Thanks so much for this Vyktor. Definitely implementing it.
1

You may not want to store a comma delimited list in a column, but since you are:

SELECT userid, name FROM mytable
WHERE invitedusers = '(' + '234' + ')' -- One and only one entry
OR invitedusers LIKE '(' + '234' + ',%' -- First entry
OR invitedusers LIKE '%,' + '234' + ',%' -- Middle entry
OR invitedusers LIKE '%,' + '234' + ')%' -- Last entry

I have modified based on EBarr's comment. There are four cases to check for. This assumes you are storing the data with a ( prefix and a ) suffix and separating everything with commas.
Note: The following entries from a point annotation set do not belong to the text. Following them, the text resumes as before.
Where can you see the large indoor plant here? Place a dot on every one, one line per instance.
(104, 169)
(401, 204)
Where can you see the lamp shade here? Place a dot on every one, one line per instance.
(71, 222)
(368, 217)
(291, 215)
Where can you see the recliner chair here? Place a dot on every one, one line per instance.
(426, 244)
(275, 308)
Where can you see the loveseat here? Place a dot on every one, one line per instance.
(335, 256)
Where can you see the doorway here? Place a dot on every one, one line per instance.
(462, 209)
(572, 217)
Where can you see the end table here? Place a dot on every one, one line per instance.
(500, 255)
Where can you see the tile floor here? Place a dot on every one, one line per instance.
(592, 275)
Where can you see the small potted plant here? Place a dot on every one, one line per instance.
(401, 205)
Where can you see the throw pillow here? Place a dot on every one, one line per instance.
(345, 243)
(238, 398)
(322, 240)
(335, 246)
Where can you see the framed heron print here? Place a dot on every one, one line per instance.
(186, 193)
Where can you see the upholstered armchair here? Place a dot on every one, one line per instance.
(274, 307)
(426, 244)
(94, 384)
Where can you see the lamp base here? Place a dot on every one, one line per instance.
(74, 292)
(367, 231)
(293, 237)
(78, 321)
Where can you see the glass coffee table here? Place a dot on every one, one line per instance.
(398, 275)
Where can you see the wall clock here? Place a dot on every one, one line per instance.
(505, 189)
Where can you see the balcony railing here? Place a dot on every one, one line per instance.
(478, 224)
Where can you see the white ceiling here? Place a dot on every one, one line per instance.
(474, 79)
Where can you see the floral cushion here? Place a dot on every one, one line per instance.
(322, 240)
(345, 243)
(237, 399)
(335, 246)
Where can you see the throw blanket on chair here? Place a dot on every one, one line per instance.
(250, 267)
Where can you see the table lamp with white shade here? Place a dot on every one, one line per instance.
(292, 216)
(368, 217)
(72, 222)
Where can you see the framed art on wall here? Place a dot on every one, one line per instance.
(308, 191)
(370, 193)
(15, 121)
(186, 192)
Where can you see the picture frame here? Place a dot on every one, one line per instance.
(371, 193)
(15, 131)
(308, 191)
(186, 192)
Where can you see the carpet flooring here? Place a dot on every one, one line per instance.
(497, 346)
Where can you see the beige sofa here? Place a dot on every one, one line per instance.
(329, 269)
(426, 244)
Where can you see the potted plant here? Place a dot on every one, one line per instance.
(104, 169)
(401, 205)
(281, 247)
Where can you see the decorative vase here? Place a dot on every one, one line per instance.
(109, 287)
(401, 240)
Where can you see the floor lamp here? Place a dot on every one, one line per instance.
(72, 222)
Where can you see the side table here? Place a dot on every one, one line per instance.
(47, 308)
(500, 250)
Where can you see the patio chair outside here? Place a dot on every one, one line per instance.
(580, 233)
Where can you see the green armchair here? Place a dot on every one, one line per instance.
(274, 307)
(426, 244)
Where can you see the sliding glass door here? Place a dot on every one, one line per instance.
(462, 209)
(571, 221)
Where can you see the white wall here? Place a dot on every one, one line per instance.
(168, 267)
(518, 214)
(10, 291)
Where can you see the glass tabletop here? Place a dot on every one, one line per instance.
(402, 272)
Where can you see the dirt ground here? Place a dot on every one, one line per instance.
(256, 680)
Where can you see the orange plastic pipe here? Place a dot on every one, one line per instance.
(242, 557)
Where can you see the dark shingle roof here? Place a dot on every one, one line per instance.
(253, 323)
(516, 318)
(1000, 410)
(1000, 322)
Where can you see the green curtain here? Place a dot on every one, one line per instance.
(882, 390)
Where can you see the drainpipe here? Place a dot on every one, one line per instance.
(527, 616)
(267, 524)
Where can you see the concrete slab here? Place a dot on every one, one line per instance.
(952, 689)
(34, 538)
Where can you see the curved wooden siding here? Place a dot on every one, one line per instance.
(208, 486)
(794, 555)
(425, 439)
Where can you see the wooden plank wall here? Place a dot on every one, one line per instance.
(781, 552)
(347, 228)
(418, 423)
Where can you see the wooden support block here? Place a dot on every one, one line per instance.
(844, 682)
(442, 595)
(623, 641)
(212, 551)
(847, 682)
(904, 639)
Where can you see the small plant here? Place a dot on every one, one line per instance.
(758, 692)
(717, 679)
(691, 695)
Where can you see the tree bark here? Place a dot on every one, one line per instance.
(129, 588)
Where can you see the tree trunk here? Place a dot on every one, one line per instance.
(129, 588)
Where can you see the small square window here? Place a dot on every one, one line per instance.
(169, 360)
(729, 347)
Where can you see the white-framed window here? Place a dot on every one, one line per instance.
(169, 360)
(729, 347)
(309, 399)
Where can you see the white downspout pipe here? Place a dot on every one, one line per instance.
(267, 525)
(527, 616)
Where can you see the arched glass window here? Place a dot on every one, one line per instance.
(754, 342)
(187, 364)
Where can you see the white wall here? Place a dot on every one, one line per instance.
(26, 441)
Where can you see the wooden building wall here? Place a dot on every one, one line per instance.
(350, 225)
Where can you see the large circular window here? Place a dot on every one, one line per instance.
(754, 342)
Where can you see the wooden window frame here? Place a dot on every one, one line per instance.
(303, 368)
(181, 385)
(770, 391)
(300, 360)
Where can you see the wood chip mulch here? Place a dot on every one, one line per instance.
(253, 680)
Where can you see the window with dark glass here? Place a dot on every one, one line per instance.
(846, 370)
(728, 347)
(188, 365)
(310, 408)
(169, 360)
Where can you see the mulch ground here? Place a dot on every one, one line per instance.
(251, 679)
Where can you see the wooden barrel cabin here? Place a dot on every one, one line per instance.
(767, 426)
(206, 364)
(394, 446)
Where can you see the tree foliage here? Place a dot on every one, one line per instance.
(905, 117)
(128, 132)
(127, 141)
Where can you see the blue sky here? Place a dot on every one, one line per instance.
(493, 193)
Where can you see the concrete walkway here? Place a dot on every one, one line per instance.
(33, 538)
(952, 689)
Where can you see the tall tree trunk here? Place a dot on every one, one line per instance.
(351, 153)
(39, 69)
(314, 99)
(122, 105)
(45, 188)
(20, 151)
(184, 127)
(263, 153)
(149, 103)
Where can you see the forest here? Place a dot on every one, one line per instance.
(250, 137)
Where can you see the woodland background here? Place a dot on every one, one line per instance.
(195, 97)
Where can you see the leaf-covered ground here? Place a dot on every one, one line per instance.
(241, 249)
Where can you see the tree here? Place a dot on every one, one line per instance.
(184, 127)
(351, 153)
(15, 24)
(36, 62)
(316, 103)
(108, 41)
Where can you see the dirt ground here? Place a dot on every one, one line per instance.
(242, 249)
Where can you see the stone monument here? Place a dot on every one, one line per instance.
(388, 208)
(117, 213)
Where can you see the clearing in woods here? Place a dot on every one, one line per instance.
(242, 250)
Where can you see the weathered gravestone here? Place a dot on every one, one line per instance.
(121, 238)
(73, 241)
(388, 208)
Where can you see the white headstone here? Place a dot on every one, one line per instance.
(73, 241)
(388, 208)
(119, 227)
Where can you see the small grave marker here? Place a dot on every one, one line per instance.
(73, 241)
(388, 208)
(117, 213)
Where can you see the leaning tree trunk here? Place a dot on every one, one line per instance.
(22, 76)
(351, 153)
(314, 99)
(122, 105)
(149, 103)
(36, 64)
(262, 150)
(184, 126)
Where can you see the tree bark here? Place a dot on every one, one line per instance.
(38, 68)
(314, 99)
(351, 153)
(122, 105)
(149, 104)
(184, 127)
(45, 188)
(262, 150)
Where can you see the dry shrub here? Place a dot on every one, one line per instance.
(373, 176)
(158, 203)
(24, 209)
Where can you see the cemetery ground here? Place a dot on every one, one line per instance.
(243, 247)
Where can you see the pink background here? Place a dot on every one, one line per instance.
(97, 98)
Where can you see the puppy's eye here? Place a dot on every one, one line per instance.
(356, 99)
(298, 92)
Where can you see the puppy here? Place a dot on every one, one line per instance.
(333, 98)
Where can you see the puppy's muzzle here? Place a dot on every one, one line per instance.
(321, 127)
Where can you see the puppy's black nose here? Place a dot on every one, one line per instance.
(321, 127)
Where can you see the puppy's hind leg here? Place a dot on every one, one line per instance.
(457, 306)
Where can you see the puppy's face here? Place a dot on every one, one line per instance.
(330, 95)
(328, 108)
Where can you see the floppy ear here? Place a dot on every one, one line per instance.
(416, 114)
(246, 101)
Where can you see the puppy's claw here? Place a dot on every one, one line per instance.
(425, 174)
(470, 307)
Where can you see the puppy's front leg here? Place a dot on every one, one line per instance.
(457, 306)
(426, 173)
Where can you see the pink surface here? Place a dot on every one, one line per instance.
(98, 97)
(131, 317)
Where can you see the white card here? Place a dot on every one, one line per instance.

Here are some tests to prove that it works:

/* Tests */
INSERT INTO @mytable SELECT 11, 'a', '(234)' -- Should get returned
INSERT INTO @mytable SELECT 12, 'b', '(1234)'
INSERT INTO @mytable SELECT 13, 'c', '(92349)'
INSERT INTO @mytable SELECT 13, 'd', '(2345)'

INSERT INTO @mytable SELECT 21, 'a', '(234,567)' -- Should get returned
INSERT INTO @mytable SELECT 22, 'b', '(1234,567)'
INSERT INTO @mytable SELECT 23, 'c', '(92349,567)'
INSERT INTO @mytable SELECT 23, 'd', '(2345,567)'

INSERT INTO @mytable SELECT 31, 'a', '(567,234)' -- Should get returned
INSERT INTO @mytable SELECT 32, 'b', '(567,1234)'
INSERT INTO @mytable SELECT 33, 'c', '(567,92349)'
INSERT INTO @mytable SELECT 33, 'd', '(567,2345)'

INSERT INTO @mytable SELECT 41, 'a', '(123,234,789)' -- Should get returned
INSERT INTO @mytable SELECT 42, 'b', '(123,1234,789)'
INSERT INTO @mytable SELECT 43, 'c', '(123,92349,789)'
INSERT INTO @mytable SELECT 43, 'd', '(123,2345,789)'

SELECT userid, name FROM @mytable
WHERE invitedusers = '(' + '234' + ')' -- One and only one entry
OR invitedusers LIKE '(' + '234' + ',%' -- First entry
OR invitedusers LIKE '%,' + '234' + ',%' -- Middle entry
OR invitedusers LIKE '%,' + '234' + ')%' -- Last entry

4 Comments

You need to add the delimiter to your LIKE criteria. As written you'll match entries for 234, 1234, 92349, and 2345
Hi Steven. What would be a better solution to a comma delimite list?
Create a child table that has a one to many relationship with your parent. Then your query would become something like: SELECT a.userid, a.name FROM mytable a LEFT OUTER JOIN mychildtable b ON a.userid = b.userid WHERE b.invitedusers = 234
Wow, thanks! This did it but it seems I have to re-design my structure.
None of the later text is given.